The band first teased the album with the single "Isn't It True" on Record Store Day 2016. Its music video, which was dedicated to Richie Lee of Acetone, was released on April 19. This music video features vintage photographs and clips that the band described as "lost and found memories". A second single, "Let Me Get There", was released on September 23 and featured Kurt Vile. On the same day, the album's track list, artwork and release date was also revealed. A video for the song, directed by Sandoval, was released in early October. "A Wonderful Seed" was released for streaming on Spotify from October 21.

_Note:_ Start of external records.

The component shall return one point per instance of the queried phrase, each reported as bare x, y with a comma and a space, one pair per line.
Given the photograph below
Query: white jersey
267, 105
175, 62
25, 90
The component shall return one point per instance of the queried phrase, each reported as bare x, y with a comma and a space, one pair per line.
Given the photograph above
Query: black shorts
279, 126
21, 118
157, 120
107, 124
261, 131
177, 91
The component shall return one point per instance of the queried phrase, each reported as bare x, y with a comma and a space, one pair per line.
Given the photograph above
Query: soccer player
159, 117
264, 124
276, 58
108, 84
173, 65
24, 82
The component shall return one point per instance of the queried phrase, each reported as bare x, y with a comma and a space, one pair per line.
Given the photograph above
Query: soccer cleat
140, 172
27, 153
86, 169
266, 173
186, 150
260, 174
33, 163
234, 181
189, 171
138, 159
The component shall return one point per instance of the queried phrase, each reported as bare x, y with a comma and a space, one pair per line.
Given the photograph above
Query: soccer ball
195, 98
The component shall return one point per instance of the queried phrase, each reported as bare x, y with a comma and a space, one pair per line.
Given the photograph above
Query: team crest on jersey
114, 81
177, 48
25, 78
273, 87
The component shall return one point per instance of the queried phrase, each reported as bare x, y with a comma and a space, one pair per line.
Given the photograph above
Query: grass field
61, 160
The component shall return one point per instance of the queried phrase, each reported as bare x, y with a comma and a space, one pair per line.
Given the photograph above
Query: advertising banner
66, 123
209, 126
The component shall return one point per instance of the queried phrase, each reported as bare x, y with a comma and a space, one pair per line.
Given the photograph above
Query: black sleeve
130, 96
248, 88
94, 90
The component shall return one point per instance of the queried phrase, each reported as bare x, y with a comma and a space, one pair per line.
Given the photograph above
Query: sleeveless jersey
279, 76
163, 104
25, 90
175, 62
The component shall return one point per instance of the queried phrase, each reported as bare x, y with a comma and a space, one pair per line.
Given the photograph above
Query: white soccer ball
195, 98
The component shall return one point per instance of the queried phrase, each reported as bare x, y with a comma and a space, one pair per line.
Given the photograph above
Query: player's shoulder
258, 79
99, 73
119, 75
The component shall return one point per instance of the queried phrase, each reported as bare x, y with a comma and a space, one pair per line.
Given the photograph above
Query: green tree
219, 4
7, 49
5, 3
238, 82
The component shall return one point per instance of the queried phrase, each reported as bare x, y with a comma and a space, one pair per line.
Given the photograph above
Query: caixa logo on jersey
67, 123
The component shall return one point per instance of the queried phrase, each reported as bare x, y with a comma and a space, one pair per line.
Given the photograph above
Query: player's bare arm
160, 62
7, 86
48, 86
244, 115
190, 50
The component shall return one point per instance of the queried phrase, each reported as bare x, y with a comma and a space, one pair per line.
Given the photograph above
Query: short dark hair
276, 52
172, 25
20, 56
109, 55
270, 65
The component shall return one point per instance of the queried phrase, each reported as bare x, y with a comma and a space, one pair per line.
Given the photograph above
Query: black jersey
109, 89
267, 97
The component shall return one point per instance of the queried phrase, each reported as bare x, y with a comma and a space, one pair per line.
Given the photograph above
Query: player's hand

The album was released on November 4 in various formats, including CD, 2× vinyl and digital download. Editions of the album sold at Rough Trade stores in the UK contained a bonus disc featuring the album's two B-sides. They also released a translucent green vinyl edition, which was limited to 700 copies. The band are planning to tour from March 2017.

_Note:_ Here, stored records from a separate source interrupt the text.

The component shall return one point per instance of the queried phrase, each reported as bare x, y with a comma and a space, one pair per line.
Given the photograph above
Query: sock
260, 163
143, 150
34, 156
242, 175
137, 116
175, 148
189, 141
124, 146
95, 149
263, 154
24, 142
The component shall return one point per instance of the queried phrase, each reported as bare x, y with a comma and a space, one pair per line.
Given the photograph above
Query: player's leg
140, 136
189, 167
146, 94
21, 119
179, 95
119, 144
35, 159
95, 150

Until the Hunter received widespread acclaim from critics upon release. At Metacritic, which assigns a normalized rating out of 100 to reviews from mainstream publications, the album received an average score of 82, based on 7 reviews. It also holds an aggregate score of 7.5 out of 10 at AnyDecentMusic?, based on 11 reviews.

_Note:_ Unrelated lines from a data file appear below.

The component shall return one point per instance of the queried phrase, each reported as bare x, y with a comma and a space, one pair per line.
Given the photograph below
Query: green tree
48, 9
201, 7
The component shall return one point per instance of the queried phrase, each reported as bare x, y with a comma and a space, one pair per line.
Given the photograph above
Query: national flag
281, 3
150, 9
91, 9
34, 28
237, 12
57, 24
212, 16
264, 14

The Boston Globe praised the album for its atmospherics and production. Writer Maura Johnston singled out "Let Me Get There" for exceptional praise, describing it as a "dreamy seven-plus-minute song that could probably stretch on for double its length and not wear out its welcome." Adam Kivel of Consequence of Sound also complimented its production – specifically in relation to Sandoval's vocals – by writing that the music envelops her vocals in "the many shades of gray between subtle warmth and sighing melancholy." The Line of Best Fit described it an immersive and rewarding record which proved that side projects could be more than "rock star folly", awarding the album 7.5 out of 10. Guy Oddy of The Arts Desk gave the album a perfect score, calling it "a thing of some considerable beauty", and opined: "The [album's] melancholy air often suggests a sultry siren from a David Lynch film fronting a Loaded-era The Velvet Underground with it's brittle and unsettling wistfulness." Tim Sendra of AllMusic praised the album for its diversity, expansive arrangements and the "increased number of catchy songs [compared to the band's previous albums]." He summarized by writing: "Seven years is a long time to wait between albums, but if that's how long it takes to make the album as good as this is, then the wait was worth it."
musicOMH compared Until the Hunter to the work of Sandoval's and Ó Cíosóig's previous bands, contending that it "impresses with the bare minimum from start to finish. How they pack so much emotion and feel into so little is nothing short of magical." BrooklynVegan also compared it to Seasons of Your Day, and suggested that both albums had a timeless quality, explaining: "That contrast between having one foot in the very old and one in the very new is part of why the music remains so essential. [Both albums feel] classic and fresh at the same time."